I am teaching a class called “GPU Programming” at UCSD -now the second time-. While getting feedback from my students this year, I realized that the amount of knowledge to program a next-gen graphics engine is pretty high. For my class I only look at certain pieces of a graphics engine, that are easy to modularize. For each of those modules I explain the whole architecture, how it maps to a GPU and why you want to architect it the way I am describing it. I don’t cover many of the smaller parts of a renderer, like streaming system, object serialization, memory management etc..

There are certainly more pieces that you could talk about, I just picked the ones I believe can easily be separated from the renderer or the ones that I would consider are more important features of a renderer. Here is the list of the last class:

  • DirectX 11 API
  • Deferred Lighting / MSAA and more
  • Order-Independent Transparency
  • Shadows: Cascaded, Cube, Soft Shadows and more
  • PostFX: HDR, Depth of Field, Motion Blur, Color Filters and more
  • GPU Particle System
  • Real-Time Dynamic Global Illumination – several techniques
  • CUDA, DirectCompute

Following is a short overview why I believe those are important topics for future graphics programmers:

DirectX 11 API

I am totally agnostic to any graphics API. I don’t care which API I am using as long as the API exposes all the hardware features. In fact in the last two years I worked more with OpenGL ES 2.0 on mobile devices (that unfortunately doesn’t expose many hardware features) than with DirectX 11. My students at UCSD prefer OpenGL. The reason why I expose them in one session to DirectX 11 is that this API currently exposes more features than OpenGL (although OpenGL catches up … fortunately). On Windows platforms DirectX has better driver support, while on Apple, you want to prefer using OpenGL. As far as I know Apple is beta testing OpenGL 3.2 and is otherwise still on 2.0.

I am trying to teach the Direct3D API by highlighting the concepts and not talking too much about API calls and parameters. Having learned one API should enable anyone to use any other graphics API on his own, because all the underlying principles are the same. Graphics API’s are not that different anymore; just the amount of hardware functionality they expose is different.

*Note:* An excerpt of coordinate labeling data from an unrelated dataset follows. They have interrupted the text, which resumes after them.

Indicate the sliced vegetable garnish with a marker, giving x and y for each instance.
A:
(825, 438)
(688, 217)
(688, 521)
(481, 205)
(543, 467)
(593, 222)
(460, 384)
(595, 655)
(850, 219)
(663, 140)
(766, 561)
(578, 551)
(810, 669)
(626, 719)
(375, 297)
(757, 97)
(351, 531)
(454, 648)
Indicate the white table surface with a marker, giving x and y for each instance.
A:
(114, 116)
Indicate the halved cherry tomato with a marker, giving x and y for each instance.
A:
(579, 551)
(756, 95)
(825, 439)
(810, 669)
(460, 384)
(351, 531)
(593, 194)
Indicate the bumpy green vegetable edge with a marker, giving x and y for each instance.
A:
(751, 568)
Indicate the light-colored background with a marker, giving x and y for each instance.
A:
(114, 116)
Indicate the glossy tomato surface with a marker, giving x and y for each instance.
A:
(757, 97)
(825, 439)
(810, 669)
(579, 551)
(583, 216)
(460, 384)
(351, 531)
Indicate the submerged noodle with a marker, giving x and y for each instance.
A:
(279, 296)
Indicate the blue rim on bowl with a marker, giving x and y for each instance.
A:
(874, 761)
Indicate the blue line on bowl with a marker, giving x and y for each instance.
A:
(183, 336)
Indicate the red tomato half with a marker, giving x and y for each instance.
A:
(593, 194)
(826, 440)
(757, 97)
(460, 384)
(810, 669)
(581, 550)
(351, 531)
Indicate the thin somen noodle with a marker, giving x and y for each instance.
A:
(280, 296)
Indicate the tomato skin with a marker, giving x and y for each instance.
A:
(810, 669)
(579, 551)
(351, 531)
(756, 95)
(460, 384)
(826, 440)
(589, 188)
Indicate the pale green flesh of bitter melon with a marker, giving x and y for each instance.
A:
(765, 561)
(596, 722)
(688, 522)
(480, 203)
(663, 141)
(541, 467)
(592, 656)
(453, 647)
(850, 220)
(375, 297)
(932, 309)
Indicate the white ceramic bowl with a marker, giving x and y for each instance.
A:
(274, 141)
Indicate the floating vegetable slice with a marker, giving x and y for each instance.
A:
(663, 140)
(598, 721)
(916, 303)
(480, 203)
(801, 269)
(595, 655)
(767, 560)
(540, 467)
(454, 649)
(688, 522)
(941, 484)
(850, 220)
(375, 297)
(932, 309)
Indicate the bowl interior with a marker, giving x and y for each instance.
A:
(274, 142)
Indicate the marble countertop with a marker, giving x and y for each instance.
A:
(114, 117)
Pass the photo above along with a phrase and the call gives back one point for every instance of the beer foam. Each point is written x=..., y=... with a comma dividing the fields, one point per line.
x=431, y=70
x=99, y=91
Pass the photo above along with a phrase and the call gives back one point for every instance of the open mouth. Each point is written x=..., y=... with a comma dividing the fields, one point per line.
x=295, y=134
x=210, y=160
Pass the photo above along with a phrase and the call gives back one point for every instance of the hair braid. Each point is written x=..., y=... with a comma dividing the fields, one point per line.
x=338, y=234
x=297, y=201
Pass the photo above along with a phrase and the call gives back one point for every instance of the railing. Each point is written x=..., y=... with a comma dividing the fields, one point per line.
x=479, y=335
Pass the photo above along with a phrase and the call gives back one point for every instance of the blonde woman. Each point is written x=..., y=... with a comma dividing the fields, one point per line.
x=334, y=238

One thing that is remarkable is that there is no good Direct3D 11 book available. Together with others I published a short Direct3D 10 book that was mostly written about 3 – 4 years ago at [Direct3D10]. There is a book by A.K. Peters coming out on Direct3D 11, several of the authors that worked on the Direct3D 10 book worked on this one too and it looks promising.

Deferred Lighting / MSAA / Order-Independent Transparency

Nowadays, it is easy to say that Deferred Lighting is a standard setup for a rendering system. Using Deferred Lighting in a rendering system streamlines your renderer design in a certain direction, so you have to be fully aware of the side effects of Deferred Lighting.

Currently we still differ between rendering opaque and transparent objects. Only opaque objects get the Deferred Lighting treatment and transparent objects -that can’t be rendered into the depth buffer- require a simplified lighting model, that is only applied to transparent objects.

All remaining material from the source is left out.